Delay has always been an effective tool of management. A good manager will leave a matter in his in-box untouched until someone yells for action, something collapses or the matter gathers cobwebs. It would appear ER triage follows somewhat he same principal. It may go something like this. At the end of five hours, if the patient has not given up or died maybe he really did need help. Or, if the patient was in such dire need of emergency help, how could he have survived five hours. Sooner or later, mostly later, patients will probably have cobwebs on them and so they receive some help just to make room for the next victim.

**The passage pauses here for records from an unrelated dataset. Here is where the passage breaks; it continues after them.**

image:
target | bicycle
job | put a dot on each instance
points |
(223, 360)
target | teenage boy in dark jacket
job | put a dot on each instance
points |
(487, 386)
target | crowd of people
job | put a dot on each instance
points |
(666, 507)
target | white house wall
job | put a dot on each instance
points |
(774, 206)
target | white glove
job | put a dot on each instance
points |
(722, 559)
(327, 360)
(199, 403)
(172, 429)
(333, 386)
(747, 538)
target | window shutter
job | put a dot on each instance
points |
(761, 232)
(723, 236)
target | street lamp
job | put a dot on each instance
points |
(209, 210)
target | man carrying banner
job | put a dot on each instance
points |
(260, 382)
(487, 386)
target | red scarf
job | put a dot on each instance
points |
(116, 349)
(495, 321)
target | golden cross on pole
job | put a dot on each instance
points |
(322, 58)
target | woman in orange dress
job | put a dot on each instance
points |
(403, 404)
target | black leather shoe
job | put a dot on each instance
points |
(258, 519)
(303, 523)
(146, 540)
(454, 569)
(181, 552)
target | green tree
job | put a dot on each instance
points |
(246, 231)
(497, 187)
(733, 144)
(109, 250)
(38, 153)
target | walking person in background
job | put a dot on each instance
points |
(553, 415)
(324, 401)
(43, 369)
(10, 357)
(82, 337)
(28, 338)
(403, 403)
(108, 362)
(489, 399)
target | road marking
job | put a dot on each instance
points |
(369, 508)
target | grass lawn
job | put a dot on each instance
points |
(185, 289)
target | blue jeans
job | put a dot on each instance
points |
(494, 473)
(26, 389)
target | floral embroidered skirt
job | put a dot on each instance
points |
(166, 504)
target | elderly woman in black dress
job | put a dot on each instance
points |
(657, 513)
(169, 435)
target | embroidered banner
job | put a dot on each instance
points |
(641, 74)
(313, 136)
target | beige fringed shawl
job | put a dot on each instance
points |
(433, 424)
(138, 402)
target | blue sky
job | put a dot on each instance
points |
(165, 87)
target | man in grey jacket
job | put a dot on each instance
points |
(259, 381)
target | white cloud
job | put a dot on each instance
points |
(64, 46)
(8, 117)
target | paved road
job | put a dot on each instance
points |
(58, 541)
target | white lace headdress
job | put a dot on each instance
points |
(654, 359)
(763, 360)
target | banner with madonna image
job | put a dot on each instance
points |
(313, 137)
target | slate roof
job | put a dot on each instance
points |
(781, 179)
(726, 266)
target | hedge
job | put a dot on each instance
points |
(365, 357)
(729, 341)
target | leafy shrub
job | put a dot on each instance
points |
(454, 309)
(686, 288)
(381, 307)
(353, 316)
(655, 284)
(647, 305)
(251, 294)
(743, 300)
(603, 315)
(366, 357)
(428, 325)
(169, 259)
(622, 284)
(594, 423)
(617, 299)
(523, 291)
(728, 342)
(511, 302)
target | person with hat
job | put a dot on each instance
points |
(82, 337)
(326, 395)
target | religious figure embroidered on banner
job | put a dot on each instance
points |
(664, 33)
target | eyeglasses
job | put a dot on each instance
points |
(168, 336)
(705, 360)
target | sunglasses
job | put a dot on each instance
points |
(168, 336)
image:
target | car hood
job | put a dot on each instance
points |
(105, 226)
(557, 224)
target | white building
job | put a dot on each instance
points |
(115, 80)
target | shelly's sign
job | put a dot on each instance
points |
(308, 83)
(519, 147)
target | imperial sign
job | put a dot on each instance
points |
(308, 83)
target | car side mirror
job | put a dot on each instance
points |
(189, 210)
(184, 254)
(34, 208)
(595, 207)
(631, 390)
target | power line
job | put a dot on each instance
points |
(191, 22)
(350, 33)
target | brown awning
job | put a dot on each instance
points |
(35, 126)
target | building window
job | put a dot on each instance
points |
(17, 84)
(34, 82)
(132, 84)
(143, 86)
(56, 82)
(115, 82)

Unfortunately, long waits are not unique to pain sufferers only. For example a 40 year old woman collapsed onto the waiting room floor of the ER at Martin Luther King-Harbor Hospital in Los Angeles, while janitorial staff literally mopped the floor around her. Overburdened staff ignored her pleas for help and her boyfriend—desperate for assistance—dialed 9ll from the hospital. He was told to find a nearby nurse. His girlfriend died 45 minutes later.


Across America our ERs are at the breaking point finding it impossible to manage growing and competing demands for trauma care. ER’s are a mandated safety net care for the uninsured, the undocumented, public health surveillance and disaster readiness. A panel found ERs suffering from overcrowding, with patients parked or boarded in hallways waiting for admission or treatment. Ambulances are routinely diverted to more distant facilities and while demand for ER services grows, the number of facilities shrinks and they find it increasingly difficult to retain on-call specialists to meet high standards for timely care. The inevitable tragic result? Preventable deaths as critically ill patients literally die from neglect in hallways and in ambulance spaces waiting for the life saving help that never comes.


For extreme pain sufferers, there is a tactic that seems to work (regardless of the pain chart). A 911 call will bring immediate assistance.  Since the ambulance has direct access to a doctor by radio and the paramedic can administer an injection for pain while en route to the ER, the patient can arrive somewhat comfortable. But then comes a caveat. “what number would you give your pain right now?”